Une grève comme celle que nous venons de subir permet de mesurer l'abîme qui, aujourd'hui, sépare les classes. Mais les préjugés ne sont pas du côté qu'on pourrait croire, ni l'esprit de caste de même qu'autrefois un Français demandait: “Monsieur, êtes-vous gentilhomme?” il demande à présent: “Citoyen, es-tu prolétaire?” Et de même qu'un duc et pair ne plaisantait pas sur la question des préséances, une mystérieuse hiérarchie s'établit dans la classe ouvrière avec, à son sommet, le terrassier et le manœuvre, et tout en bas, sur les frontières abhorrées du capital, le typographe, l'ouvrier du livre, celui qui comprend et qui est capable de critique, puis, plus bas encore, le bourgeois socialiste, le transfuge des classes riches, dont il a renié les doctrines, mais non l'habitude tenace de toucher des coupons de rente; en vain, un Thomas, un Sembat, voire un Longuet protestent de leur foi révolutionnaire, l'intransigeant pape rouge de Rétrograde les excommunie parce qu'ils sont nés bourgeois: jamais ne fut poussé si loin le préjugé de la naissance; car, sous l'ancien régime, un artisan pouvait bien devenir bourgeois et un bourgeois recevoir des lettres de noblesse, tandis que si tu n'es pas né prolétaire, renonce aujourd'hui à tout espoir de le devenir; il semble même que la bonne volonté des capitalistes à “faire bolchévisme” exaspère ceux qui le sont de naissance. On imagine les Molière de la cité future écrivant non Le Bourgeois gentilhomme, mais Le Bourgeois prolétaire. M. Jourdain ne serait plus nommé grand mamamouchi, mais s'affilierait la C.G.T. Au grand soir, je ne donnerais pas cher de la vie des Sembat, des Blum, des Longuet: comme on comprend le découragement d'un Albert Thomas et que, lassé de tout, il se soit retiré dans un fromage!

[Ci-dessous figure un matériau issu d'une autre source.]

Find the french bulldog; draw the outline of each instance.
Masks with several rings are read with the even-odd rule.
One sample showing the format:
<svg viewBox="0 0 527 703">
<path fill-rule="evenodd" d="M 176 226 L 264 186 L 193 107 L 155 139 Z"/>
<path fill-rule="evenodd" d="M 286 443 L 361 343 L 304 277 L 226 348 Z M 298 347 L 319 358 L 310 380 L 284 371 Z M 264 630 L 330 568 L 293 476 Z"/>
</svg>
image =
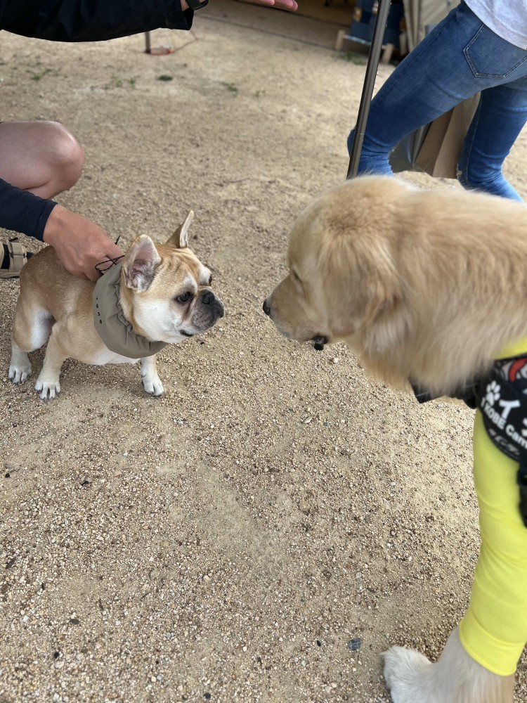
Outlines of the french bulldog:
<svg viewBox="0 0 527 703">
<path fill-rule="evenodd" d="M 60 392 L 60 368 L 68 358 L 97 366 L 141 359 L 145 390 L 161 395 L 157 352 L 206 332 L 224 314 L 210 271 L 188 248 L 193 217 L 191 210 L 165 244 L 138 237 L 96 283 L 70 273 L 51 247 L 32 257 L 20 272 L 9 366 L 13 383 L 31 375 L 27 352 L 47 341 L 34 387 L 43 400 Z"/>
</svg>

Nous lisons ces noms: Loriot, Saumonneau… Ces bolchevistes sont des êtres vivants, pensants, avec qui on aimerait causer, discuter, –mais aucune rencontre possible: ils évoluent dans une autre planète; existe-t-il entre ces mystérieux prophètes et un jeune bourgeois curieux un terrain commun? Hélas! Il n'y a plus, entre les hommes, de “religion” (au sens étymologique du mot, qui signifie ce qui relie). Autrefois, grands seigneurs, bourgeois, artisans se retrouvaient à genoux devant le même tabernacle; de la même chaire, ils recevaient la même parole; à défaut de la religion du Christ, ils étaient unis dans celle du Roi: je songe à ces foules qui pendant la maladie de Louis XV, gémissantes et priantes, emplissaient les églises. A cette foi catholique et royaliste, la Révolution substitua la religion de la patrie et celle de la liberté qui subsistent encore puisqu'elles viennent de nous sauver. Mais enfin comment nier que chez quelques-uns –qui malheureusement sont des “militants”– le culte de l'internationale tende à remplacer celui de la patrie? Idéal qui d'ailleurs n'offre rien d'artificiel et que depuis des siècles, les hommes ont caressé: alors ils ne disaient pas “internationale” mais “chrétienté”.

*

Nietszche, prophétiquement, nous annonçait l'apparition d'une espèce d'hommes sûrnationale et nomade, “qui, écrivait-il, comme signe distinctif, possède physiologiquement parlant, un maximum de faculté d'assimilation”. Il appelait ce phénomène: la création de l'Européen; –mais nous le voyons s'accomplir moins dans les individus que dans une caste: le prolétariat. Alors que la religion, la philosophie, la littérature tendent à différencier les hommes, à marquer leurs oppositions, le travail tel que celui que le machinisme contemporain impose aux ouvriers, cette spécialisation abrutissante qui condamne un homme à tourner toute sa vie un boulon ou à poinçonner des billets de Métro, nivèle, unifie les intelligences, confond, d’une extrémité à l'autre du monde, les intérêts de la caste prolétarienne. Un écrivain –fût-il anarchiste– appartient à sa patrie, lui rend témoignage malgré lui. Mais les conditions du travail des prolétaires les prédisposent à l'internationalisme. Il y a là un sentiment naturel contre lequel nous ne devons lutter que parce qu'il a dévié: ce besoin d'union et d'amour universels que l'Evangile apporta au monde; et c'est ici qu'apparaît tout ce que l'Europe a perdu en perdant la notion de chrétienté.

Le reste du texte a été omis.